The Asian Development Bank is planning to acquire a troubled commercial bank and may introduce partners who are capable of helping Vietnam to clear its toxic debts, Prime Minister Nguyen Xuan Phuc said Friday at the Vietnam Development Forum.
Overhanging bad debts have been a burden on Vietnam’s economic growth since 2012 when total toxic debts, mostly in the real estate sector, reached VND280 trillion ($12.5 billion), equivalent to 11 percent of gross domestic product,
Last year, in an attempt to consolidate the country's fragmented banking sector, the State Bank of Vietnam took over troubled lenders Global Petro Bank, Vietnam Construction Bank and Ocean Commercial Bank.
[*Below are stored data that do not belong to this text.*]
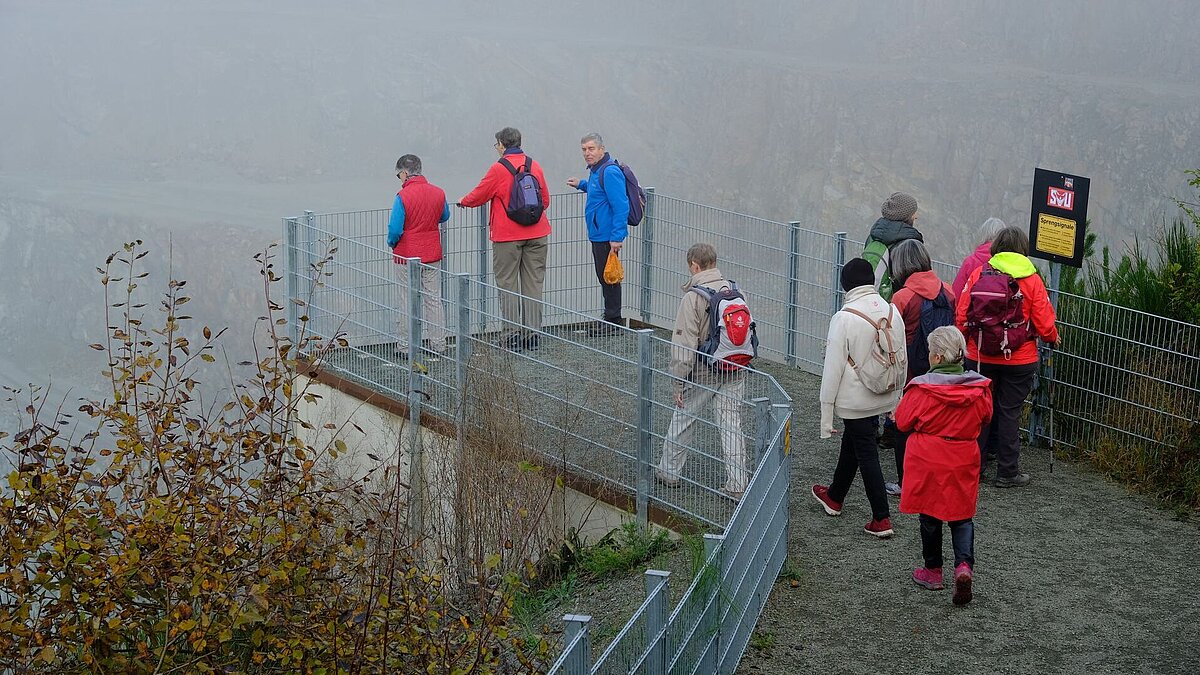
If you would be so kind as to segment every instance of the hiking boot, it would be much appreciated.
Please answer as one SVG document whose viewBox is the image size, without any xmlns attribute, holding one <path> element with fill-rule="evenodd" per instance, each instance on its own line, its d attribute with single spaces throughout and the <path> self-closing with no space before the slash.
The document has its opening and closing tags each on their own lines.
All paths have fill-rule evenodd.
<svg viewBox="0 0 1200 675">
<path fill-rule="evenodd" d="M 1015 476 L 996 476 L 992 485 L 998 488 L 1025 487 L 1029 484 L 1029 474 L 1019 473 Z"/>
<path fill-rule="evenodd" d="M 895 532 L 892 530 L 891 518 L 872 520 L 871 522 L 867 523 L 865 527 L 863 527 L 863 532 L 866 532 L 872 537 L 879 537 L 880 539 L 887 539 L 895 534 Z"/>
<path fill-rule="evenodd" d="M 891 450 L 896 447 L 896 423 L 884 420 L 883 431 L 876 440 L 879 447 Z"/>
<path fill-rule="evenodd" d="M 407 342 L 397 342 L 396 346 L 392 348 L 392 355 L 396 356 L 397 358 L 407 359 L 408 358 L 408 343 Z"/>
<path fill-rule="evenodd" d="M 913 583 L 931 591 L 940 591 L 942 586 L 942 568 L 918 567 L 913 570 Z"/>
<path fill-rule="evenodd" d="M 542 346 L 542 336 L 537 333 L 530 333 L 525 337 L 525 341 L 521 343 L 527 352 L 535 352 Z"/>
<path fill-rule="evenodd" d="M 821 507 L 825 509 L 825 513 L 831 516 L 841 515 L 842 503 L 835 502 L 829 497 L 829 488 L 824 485 L 814 485 L 812 486 L 812 495 L 816 497 L 817 501 L 821 502 Z"/>
<path fill-rule="evenodd" d="M 893 497 L 899 497 L 900 496 L 900 484 L 899 483 L 884 483 L 883 491 Z"/>
<path fill-rule="evenodd" d="M 521 335 L 520 333 L 510 333 L 508 337 L 504 338 L 502 344 L 504 345 L 504 348 L 510 352 L 524 351 L 525 336 Z"/>
<path fill-rule="evenodd" d="M 965 605 L 971 601 L 971 584 L 975 580 L 975 573 L 971 570 L 971 566 L 965 562 L 959 563 L 958 567 L 954 568 L 954 597 L 951 602 L 956 605 Z"/>
<path fill-rule="evenodd" d="M 588 337 L 612 337 L 621 332 L 620 325 L 605 319 L 588 326 Z"/>
<path fill-rule="evenodd" d="M 740 502 L 740 501 L 742 501 L 742 495 L 744 495 L 746 493 L 744 491 L 739 492 L 737 490 L 727 490 L 725 488 L 721 488 L 721 494 L 725 495 L 725 497 L 727 499 L 732 499 L 735 502 Z"/>
<path fill-rule="evenodd" d="M 654 472 L 654 480 L 658 481 L 658 484 L 663 487 L 677 488 L 680 485 L 680 480 L 678 478 L 671 478 L 661 471 Z"/>
</svg>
The central bank decided to nationalize these banks because they had failed to restructure and showed serious risks and weak management.
The buy-out of these troubled banks aimed to help the State Bank of Vietnam become fully proactive in reforming them, ensuring safety and stability in the banking system and helping to maintain political security and social order, the central bank said in a statement.
The Vietnamese government started tackling non-performing loans in the banking system in 2013 when it officially set up bad-debt bank Vietnam Asset Management Corp., better known as the VAMC.
As of the end of August this year, the banking system had reportedly tackled VND548 trillion ($24.1 billion) worth of bad debts, said the central bank, of which almost 42.8 percent was housed at the central bank-run VAMC.